Now, i want to create a hash table based on the number of characters in the english word. This will be used later to speed up searchings. So i want to create a function called runs:
runs :: [Run]
runs = --This will run through the entries and return a new [Entry] that has all of the
words of the same length grouped together.
I also have:
maxl = maximum [len e | e <- entries]
It just so happens that Hackage has a hashmap package! I'm going to create a small data type based on that HashMap, which I will call a MultiMap. This is a typical trick: it's just a hash map of linked lists. I'm not sure what the correct name for MultiMap actually is.
import qualified Data.HashMap as HM
import Data.Hashable
import Prelude hiding (lookup)
type MultiMap k v = HM.Map k [v]
insert :: (Hashable k, Ord k) => k -> a -> MultiMap k a -> MultiMap k a
insert k v = HM.insertWith (++) k [v]
lookup :: (Hashable k, Ord k) => k -> MultiMap k a -> [a]
lookup k m = case HM.lookup k m of
Nothing -> []
Just xs -> xs
empty :: MultiMap k a
empty = HM.empty
fromList :: (Hashable k, Ord k) => [(k,v)] -> MultiMap k v
fromList = foldr (uncurry insert) empty
I mimicked only the essentials of a Map: insert, lookup, empty, and fromList. Now it is quite easy to turn entries into a MutliMap:
data Entry = Entry {wrd, def :: String, len :: Int, phr :: Bool}
deriving (Show)
icards = [("the", "le"),("savage", "violent"),("work", "travail"),
("wild", "sauvage"),("chance", "occasion"),("than a", "qu'un")]
entries :: [Entry]
entries = map (\(x, y) -> Entry x y (length x) (' ' `elem` x)) icards
fromEntryList :: [Entry] -> MutiMap Int Entry
fromEntryList es = fromList $ map (\e -> (len e, e)) es
Loading that up into ghci, we can now lookup a list of entries with a given length:
ghci> let m = fromEntryList entries
ghci> lookup 3 m
[Entry {wrd = "the", def = "le", len = 3, phr = False}]
ghci> lookup 4 m
[Entry {wrd = "work", def = "travail", len = 4, phr = False},
Entry {wrd = "wild", def = "sauvage", len = 4, phr = False}]

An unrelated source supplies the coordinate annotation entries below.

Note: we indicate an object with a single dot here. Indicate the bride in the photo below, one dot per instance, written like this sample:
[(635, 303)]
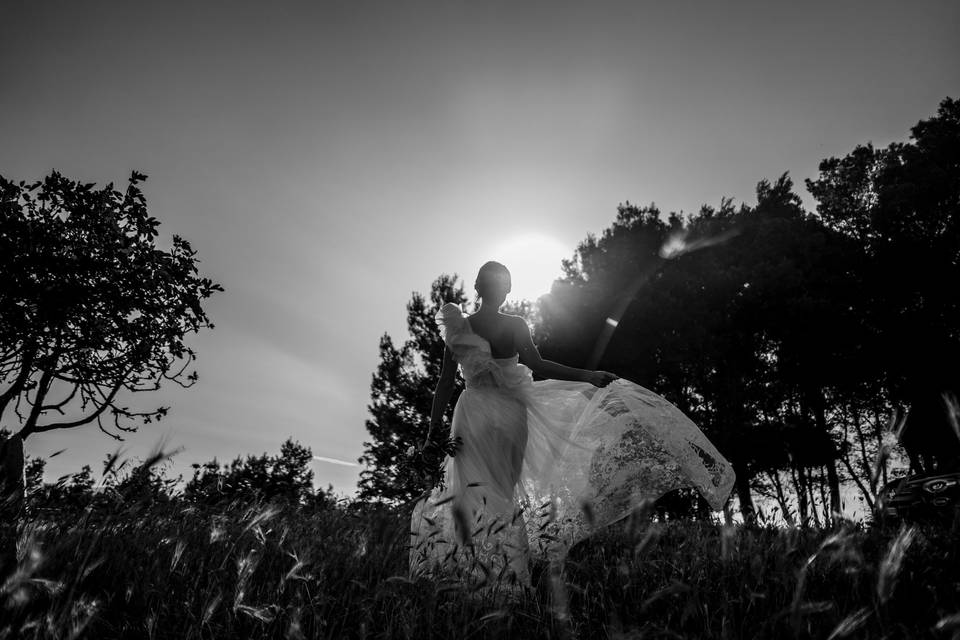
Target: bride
[(542, 464)]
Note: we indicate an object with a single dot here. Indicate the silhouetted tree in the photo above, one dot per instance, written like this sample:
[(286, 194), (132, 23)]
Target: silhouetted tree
[(286, 477), (902, 205), (90, 307), (401, 398)]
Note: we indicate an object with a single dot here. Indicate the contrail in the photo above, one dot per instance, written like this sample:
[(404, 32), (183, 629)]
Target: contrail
[(343, 463)]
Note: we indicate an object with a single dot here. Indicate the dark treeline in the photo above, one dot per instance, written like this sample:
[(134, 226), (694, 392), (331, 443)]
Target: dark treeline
[(283, 478), (795, 338)]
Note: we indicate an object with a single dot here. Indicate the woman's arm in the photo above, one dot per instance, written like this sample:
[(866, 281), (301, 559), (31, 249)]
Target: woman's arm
[(548, 368), (442, 393)]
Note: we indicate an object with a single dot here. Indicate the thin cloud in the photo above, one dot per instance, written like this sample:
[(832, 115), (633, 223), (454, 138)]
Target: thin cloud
[(335, 461)]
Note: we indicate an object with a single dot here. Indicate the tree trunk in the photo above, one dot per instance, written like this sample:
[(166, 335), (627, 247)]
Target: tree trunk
[(12, 490), (742, 486), (833, 480), (12, 482)]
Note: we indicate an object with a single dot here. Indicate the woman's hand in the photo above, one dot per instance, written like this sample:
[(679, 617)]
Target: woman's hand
[(601, 378)]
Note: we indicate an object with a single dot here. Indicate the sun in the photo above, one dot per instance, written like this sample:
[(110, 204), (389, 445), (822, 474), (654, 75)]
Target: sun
[(534, 263)]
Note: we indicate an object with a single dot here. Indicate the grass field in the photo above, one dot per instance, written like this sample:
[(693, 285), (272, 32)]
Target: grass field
[(178, 571)]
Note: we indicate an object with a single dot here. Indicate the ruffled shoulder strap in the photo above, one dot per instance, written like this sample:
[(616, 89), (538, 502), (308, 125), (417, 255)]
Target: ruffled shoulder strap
[(451, 321)]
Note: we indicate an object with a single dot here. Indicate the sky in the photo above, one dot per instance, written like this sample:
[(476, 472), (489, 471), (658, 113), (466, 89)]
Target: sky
[(327, 159)]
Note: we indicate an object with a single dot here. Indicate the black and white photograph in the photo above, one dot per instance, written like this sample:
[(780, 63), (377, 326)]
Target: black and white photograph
[(479, 319)]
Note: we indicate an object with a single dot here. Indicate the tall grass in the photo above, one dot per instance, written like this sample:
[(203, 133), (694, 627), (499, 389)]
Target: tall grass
[(268, 571)]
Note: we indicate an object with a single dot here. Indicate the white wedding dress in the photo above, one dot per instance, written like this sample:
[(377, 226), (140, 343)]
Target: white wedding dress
[(542, 464)]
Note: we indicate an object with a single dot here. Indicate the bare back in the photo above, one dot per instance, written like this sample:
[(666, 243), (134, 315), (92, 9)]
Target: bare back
[(499, 330)]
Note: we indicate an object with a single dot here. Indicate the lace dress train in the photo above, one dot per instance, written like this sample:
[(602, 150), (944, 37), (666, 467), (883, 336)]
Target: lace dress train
[(544, 463)]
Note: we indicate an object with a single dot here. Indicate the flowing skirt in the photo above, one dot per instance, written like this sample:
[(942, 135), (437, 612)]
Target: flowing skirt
[(543, 464)]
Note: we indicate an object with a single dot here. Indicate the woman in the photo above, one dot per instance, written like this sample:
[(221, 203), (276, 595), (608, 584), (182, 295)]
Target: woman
[(542, 463)]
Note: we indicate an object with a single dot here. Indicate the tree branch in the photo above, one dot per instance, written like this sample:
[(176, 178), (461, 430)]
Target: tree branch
[(76, 423)]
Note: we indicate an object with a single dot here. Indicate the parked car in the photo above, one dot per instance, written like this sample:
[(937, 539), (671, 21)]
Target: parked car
[(920, 497)]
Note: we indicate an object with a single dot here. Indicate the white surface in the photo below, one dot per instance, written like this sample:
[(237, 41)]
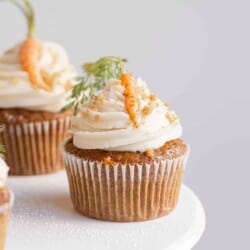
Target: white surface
[(43, 218)]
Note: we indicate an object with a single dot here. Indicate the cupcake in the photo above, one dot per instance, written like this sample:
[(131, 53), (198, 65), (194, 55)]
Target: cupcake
[(6, 201), (126, 159), (35, 81)]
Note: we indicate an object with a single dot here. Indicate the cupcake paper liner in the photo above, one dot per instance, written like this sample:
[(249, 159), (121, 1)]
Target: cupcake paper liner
[(124, 192), (4, 220), (34, 148)]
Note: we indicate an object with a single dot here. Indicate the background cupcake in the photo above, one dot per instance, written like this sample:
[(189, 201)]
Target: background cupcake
[(6, 200), (35, 80), (126, 160)]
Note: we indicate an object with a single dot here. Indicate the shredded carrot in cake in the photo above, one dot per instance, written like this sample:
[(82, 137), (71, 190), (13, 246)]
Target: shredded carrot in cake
[(130, 95), (29, 55)]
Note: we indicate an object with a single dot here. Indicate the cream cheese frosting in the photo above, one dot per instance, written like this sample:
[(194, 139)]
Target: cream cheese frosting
[(16, 90), (3, 172), (104, 123)]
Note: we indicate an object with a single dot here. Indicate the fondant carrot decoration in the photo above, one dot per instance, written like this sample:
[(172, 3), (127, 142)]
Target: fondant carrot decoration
[(31, 48), (130, 97)]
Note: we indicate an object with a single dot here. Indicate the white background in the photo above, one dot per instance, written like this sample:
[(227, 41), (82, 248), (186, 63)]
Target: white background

(Note that this lookup is not the one defined in Prelude.) You could similarly use the English word as a key.
-- import Data.List (find) -- up with other imports
fromEntryList' :: [Entry] -> MultiMap String Entry
fromEntryList' es = fromList $ map (\e -> (wrd e, e)) es
eLookup :: String -> MultiMap String Entry -> Maybe Entry
eLookup str m = case lookup str m of
[] -> Nothing
xs -> find (\e -> wrd e == str) xs
Testing...
ghci> let m = fromEntryList' entries
ghci> eLookup "the" m
Just (Entry {wrd = "the", def = "le", len = 3, phr = False})
ghci> eLookup "foo" m
Nothing
Notice how in eLookup we first perform the Map lookup in order to determine if anything has been placed in that slot. Since we are using a hash set, we need to remember that two different Strings might have the same hash code. So in the event that the slot is not empty, we perform a find on the linked list there to see if any of the entries there actually match the correct English word. If you are interested in performance, you should consider using Data.Text instead of String.
groupBy and sortBy are both in Data.List.
import Data.List
import Data.Function -- for `on`
runs :: [Run]
runs = f 0 $ groupBy ((==) `on` len) $ sortBy (compare `on` len) entries
where f _ [] = []
f i (r # (Entry {len = l} : _) : rs) | i == l = r : f (i + 1) rs
f i rs = [] : f (i + 1) rs
Personally, I would use a Map instead
import qualified Data.Map as M
runs :: M.Map String Entry
runs = M.fromList $ map (\entry -> (wrd entry, entry)) entries
and lookup directly by English word instead of a two step length-of-English-word and then English-word process.